Literally!
In fact in his new number-one bestseller Greenlights, McConaughey extols the virtues of what he calls a daily deuce (a god shit) every morning. He'll also be happy to tell you about the joys of frequent masturbation and the values of a good puke now and then.
It's all there in this uniquely personal memoir peppered with poems, scribbled notes to himself, snapshots and the actor's own endless collection of brash bromides.
Greenlights is two parts Texas, one part Hollywood and a whole lotta bravado.
If you're looking for juicy stuff on the movies McConaughey made and the people he made them with, forget about it. That's all too shallow next to the wonders of the Mind of McConaughey.
So, this book is pretty much all McConaughey, all the time -- his hopes, his dreams, his battles, his setbacks, his doubts, his anguish, his fears, his prayers, his travels and, again and again, his triumphs. Because, as McConaughey tells it, he invariably excels -- albeit with a dollop of guilt, but plenty of gelt as well.
And who can doubt him?
Way back in the 1990s he listed "to win a Best Actor Oscar" as one of his goals and he achieved that by picking up the coveted statuette for his defining role in Dallas Buyers Club. And when he won the award, McConaughey repeated the first line he ever uttered in the movies: "Alight, Alright, Alright!" It instantly became a pop mantra.
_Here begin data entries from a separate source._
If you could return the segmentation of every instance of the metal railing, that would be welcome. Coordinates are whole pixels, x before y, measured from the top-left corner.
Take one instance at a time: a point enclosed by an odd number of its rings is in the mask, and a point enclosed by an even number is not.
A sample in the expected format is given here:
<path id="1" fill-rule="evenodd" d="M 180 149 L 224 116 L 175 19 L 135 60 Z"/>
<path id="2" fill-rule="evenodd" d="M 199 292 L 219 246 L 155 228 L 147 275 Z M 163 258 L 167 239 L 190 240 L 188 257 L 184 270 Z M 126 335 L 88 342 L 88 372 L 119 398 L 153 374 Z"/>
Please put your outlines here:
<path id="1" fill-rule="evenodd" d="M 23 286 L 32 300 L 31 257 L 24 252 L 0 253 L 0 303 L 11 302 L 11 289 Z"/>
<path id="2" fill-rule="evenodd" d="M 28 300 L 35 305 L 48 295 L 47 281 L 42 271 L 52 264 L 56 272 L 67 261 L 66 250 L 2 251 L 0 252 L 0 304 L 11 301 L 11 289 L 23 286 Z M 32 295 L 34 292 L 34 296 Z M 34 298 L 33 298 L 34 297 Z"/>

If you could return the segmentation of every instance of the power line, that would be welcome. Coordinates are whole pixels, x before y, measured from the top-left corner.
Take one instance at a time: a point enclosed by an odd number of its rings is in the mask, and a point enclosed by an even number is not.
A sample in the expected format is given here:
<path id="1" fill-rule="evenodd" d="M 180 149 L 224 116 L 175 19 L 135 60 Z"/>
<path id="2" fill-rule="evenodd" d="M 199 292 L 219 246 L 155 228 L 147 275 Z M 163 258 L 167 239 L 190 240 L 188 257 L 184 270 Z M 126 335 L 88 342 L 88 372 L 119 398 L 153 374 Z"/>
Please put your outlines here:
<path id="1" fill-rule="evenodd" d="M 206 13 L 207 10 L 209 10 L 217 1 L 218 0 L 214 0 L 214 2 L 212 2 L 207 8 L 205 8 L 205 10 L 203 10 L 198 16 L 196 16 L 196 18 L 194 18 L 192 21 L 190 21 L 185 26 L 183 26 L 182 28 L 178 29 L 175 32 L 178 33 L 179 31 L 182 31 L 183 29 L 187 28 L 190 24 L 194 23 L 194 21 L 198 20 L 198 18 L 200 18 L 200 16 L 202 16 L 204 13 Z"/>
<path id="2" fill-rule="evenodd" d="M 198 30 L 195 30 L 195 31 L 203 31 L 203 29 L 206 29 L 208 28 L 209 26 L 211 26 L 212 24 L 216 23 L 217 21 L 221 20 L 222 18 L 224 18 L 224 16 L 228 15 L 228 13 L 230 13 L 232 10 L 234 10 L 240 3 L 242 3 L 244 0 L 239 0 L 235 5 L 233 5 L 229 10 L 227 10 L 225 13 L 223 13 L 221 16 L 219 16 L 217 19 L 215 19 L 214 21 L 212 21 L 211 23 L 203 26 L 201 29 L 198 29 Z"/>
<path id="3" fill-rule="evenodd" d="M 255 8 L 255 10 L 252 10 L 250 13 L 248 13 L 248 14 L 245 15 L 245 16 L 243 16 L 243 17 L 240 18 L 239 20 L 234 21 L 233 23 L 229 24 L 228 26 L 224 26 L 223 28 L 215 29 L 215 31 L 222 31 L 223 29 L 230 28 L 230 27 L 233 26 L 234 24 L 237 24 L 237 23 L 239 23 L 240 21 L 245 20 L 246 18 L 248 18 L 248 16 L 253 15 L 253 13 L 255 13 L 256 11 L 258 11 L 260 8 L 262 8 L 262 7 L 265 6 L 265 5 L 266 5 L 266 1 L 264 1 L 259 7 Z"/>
But this Oscar winner has struggled to triumph with a money-making film ever since the night he took home the Big Prize.
Now, he's back in Texas spouting quasi-political soundbites and teasing everyone with the notion that he may run for Governor of the beloved Lone Star State. And, if that's what he really has in mind, then Greenlights is an inoculation of sorts.
Because this book (like Barack Obama's The Audacity of Hope and Dreams From My Father) acts as a sort of self-confession. Yes, McConaughey drank too much; yes, he smoked pot and perhaps did other drugs as well; yes he screwed lots and lots of babes; yes, he engaged in his share of fist fights; yes, he was arrested for a noisy, disruptive, pot-fueled bongo session in the middle of the night; yes, he was estranged from his own mother for awhile; yes, he defied Hollywood bigwigs and gained a reputation as an outlaw and was often difficult to work with and on and on and on. So, if any of this stuff comes up during a possible campaign, McConaughey can simply say: "Oh, yeah. Nothing to see here. I've dealt with all that. It's all out there. It's all in the book. And I'm a better man now."
Plus, the book is very cleverly constructed and has been superbly marketed to gear to millennials and younger readers, such as they are. The chapters (if you can call them that) are short and punchy and are peppered with quick jottings and asides. So, this is more of a scrapbook than an actual, organized, traditional linear book. The readers that it's geared to have Instagram attention spans, so it unfolds like a series of fleeting postings. But these postings take on the meaning of life itself, via the life of . . . you guessed it . . . McConaughey!
Hey, ya gotta be self-centered to be an actor and make successful movies and win an Oscar, right? And ya gotta be self-centered to go into politics (ie: show business for not-quite-beautiful people) and succeed in that realm as well. OK, we get it. But McConaughey is one of the most self-absorbed authors I've ever encountered. In fact, I stopped counting the number of times he mentions "I, me, my, mine."
But I should have known this because this guy actually set "to become an egotistical utilitarian" as one of his earliest goals. And you have to pretty much go to the book's endnotes (really a sort of appendix) to find him actually, whole heartedly thanking others for their help along the way.
There are, however, two good pieces of wisdom buried inside this plethora of pop psychology. McConaughey's advice to anyone who hopes to make it in Hollywood: "Want it, don't need it." If you let them see you sweat and show them you need the job, you need the role, you'll never get it. Simply want it enough to do your best and be cool about it. Don't ever act like you need Tinseltown and its dastardly denizens. And second, when you visit a place, get to know it well enough to know whether or not you'd like to actually live there. In others words, hang out awhile. Don't just breeze through. Become comfortable with the place -- get to know the terrain and its people.
But there's a helluva lot to get through to find bit of sensible advice like this.
Bottom line: Chatty zen for the easily distracted.